Amazon.com Price:  $9.92 (as of 19/04/2019 11:37 PST- Details)

Description

All through the 1930s, the Works Progress Administration sent workers to interview over 2,200 former slaves about their experiences All through slavery and the time immediately after the Civil War. The interviews conducted with the former Louisiana slaves regularly showed a different life from the slaves in neighboring states. Louisiana was once unique some of the slave-holding states as a result of French law and influence, as demonstrated in the standards set to govern slaves in Le Code Noir. Its history was once also different from many Southern states as a result of the prevalence of large sugar cane in addition to cotton plantations, which benefited from the frequent replenishment of rich river silt deposited by Mississippi River floods. At Frogmore Plantation, which is located in Louisiana across the Mississippi River from Natchez, co-owner Lynette Tanner has spent 16 years researching and interpreting the slave narratives with the intention to share these stories with visitors from all over the world. The plantation offers historical re-enactments, written by Tanner, that are performed by descendants of former Natchez District slaves.
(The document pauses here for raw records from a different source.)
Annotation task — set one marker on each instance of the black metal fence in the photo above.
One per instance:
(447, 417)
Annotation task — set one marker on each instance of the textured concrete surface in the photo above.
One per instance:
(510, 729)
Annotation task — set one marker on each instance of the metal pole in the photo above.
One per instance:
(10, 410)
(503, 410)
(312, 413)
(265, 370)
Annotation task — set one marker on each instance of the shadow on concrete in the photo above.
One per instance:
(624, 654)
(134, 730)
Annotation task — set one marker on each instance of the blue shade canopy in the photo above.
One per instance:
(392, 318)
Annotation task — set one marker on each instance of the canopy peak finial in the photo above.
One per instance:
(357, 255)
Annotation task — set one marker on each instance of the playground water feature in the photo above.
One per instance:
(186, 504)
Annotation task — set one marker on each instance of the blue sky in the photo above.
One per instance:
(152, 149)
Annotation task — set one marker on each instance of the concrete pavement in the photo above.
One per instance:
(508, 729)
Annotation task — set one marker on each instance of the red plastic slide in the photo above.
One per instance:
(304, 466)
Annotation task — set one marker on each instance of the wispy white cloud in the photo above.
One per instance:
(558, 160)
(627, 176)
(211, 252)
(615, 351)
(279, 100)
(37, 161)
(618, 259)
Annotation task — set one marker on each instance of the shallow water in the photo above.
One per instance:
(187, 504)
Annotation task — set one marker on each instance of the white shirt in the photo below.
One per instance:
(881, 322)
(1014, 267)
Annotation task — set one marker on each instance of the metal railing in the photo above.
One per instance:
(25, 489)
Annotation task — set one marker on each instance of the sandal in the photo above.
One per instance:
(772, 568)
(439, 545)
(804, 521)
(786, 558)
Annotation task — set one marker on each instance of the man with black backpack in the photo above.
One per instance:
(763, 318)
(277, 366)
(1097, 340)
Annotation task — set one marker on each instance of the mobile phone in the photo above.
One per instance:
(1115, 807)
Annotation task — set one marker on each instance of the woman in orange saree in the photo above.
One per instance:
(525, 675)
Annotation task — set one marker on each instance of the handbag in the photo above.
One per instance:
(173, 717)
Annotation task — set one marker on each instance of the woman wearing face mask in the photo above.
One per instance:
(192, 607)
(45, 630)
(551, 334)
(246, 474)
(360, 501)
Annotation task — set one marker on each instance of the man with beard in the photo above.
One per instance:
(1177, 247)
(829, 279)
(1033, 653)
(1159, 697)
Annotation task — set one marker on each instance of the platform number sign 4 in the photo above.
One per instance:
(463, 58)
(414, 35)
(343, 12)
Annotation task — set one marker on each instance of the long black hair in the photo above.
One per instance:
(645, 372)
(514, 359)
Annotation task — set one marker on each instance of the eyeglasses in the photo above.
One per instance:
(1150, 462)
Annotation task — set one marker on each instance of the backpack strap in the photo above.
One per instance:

In this collection, Tanner gathered interviews conducted with former slaves who lived in Louisiana at the time of the interviews in addition to narratives with those who had been enslaved in Louisiana but had moved to a different state by the 1930s. Their recollections of food, housing, clothing, weddings, and funerals, in addition to remedy and relationships echo memories of an era, like no other, for which The united states still has repercussions today.